In fact, overwatering is one of the biggest mistakes you can make when caring for a powder puff cactus. When watering it in spring or summer, be sure to use a potting mix with excellent drainage so that water can quickly drain away; otherwise, rot may set in.
Mammillaria bocasana flowers & fragrance
These plants have no special fragrance. However, they are attractive to hummingbirds and butterflies. Most plants have red flowers, which bloom in late spring or early summer.
Mammillarias are some of the fastest-growing cacti and can grow up to several inches in a single year if they have the proper care. If grown in a greenhouse, these cacti can even reach heights of 3 feet within their first year! Although it’s impossible to predict exactly how long it will take for your mammillaria to mature, remember that more time means more size!
Mammillaria bocasana is harmful if swallowed. Avoid contact with skin and eyes. Wash your hands thoroughly with soap and water after handling them. It will cause irritation of the skin and mucous membranes.
If swallowed, get medical help or contact a Poison Control Center right away. Symptoms may include burning, swelling, discoloration of the tongue or lips; difficulty swallowing, rapid breathing; hallucinations; blue fingers or toes; severe stomach pain, nausea, and vomiting.
USDA hardiness zones
Mammillaria bocasana thrives in USDA hardiness zones 8b through 11. In areas with cooler winters, you’ll want to plant your cactus indoors and then transplant it outdoors when the danger of frost has passed.
Pests and diseases
They are susceptible to various organisms that can infest, weaken and eventually kill them. Some pests to watch out for include mites, scale insects, aphids, thrips, and mealybugs. If your cactus is badly infested with any of these, you may want to consider removing it from its container so that you can wash it off well with water or mild soap.
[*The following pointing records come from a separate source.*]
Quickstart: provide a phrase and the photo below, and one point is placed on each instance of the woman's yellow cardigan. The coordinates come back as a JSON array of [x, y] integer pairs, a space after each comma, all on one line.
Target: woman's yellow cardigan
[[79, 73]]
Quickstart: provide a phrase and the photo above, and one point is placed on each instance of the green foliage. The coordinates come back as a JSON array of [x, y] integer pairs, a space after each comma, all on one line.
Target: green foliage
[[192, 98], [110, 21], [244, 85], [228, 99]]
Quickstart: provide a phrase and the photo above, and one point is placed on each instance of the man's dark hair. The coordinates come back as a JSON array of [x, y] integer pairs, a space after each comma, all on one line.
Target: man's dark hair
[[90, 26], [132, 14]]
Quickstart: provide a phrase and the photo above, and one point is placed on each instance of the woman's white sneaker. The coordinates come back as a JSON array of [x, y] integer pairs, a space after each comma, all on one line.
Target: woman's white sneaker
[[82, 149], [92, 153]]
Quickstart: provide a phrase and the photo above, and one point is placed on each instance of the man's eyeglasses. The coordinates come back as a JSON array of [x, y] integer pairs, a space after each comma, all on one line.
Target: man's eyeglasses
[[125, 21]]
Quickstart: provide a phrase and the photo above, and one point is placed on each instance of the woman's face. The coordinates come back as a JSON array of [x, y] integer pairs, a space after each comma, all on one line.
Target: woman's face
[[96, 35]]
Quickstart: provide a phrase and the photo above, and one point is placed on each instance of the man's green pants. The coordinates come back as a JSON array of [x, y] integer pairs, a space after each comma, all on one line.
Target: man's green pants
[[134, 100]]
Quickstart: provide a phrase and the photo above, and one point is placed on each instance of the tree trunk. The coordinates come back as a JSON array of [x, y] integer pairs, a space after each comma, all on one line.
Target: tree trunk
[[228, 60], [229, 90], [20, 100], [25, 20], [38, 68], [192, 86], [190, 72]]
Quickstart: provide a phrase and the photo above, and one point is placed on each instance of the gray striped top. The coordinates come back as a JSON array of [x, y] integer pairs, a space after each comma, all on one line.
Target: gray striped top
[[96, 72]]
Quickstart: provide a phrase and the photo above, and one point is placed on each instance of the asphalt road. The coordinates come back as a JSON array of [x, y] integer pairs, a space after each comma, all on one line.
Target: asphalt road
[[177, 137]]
After rinsing thoroughly, allow it to dry completely before repotting in fresh soil. Prune away any damaged sections and make sure that no insects remain on or near your plant before returning it to its container.
Powder puff cactus are also called porky plants or mammillaria bocasana. They’re a favorite among succulent collectors because of their colorful, patterned skin. Mammillarias prefer dry soil and little water, and they’re one of few succulents that can grow indoors in low light. They also stay compact, rarely growing over 6 inches tall.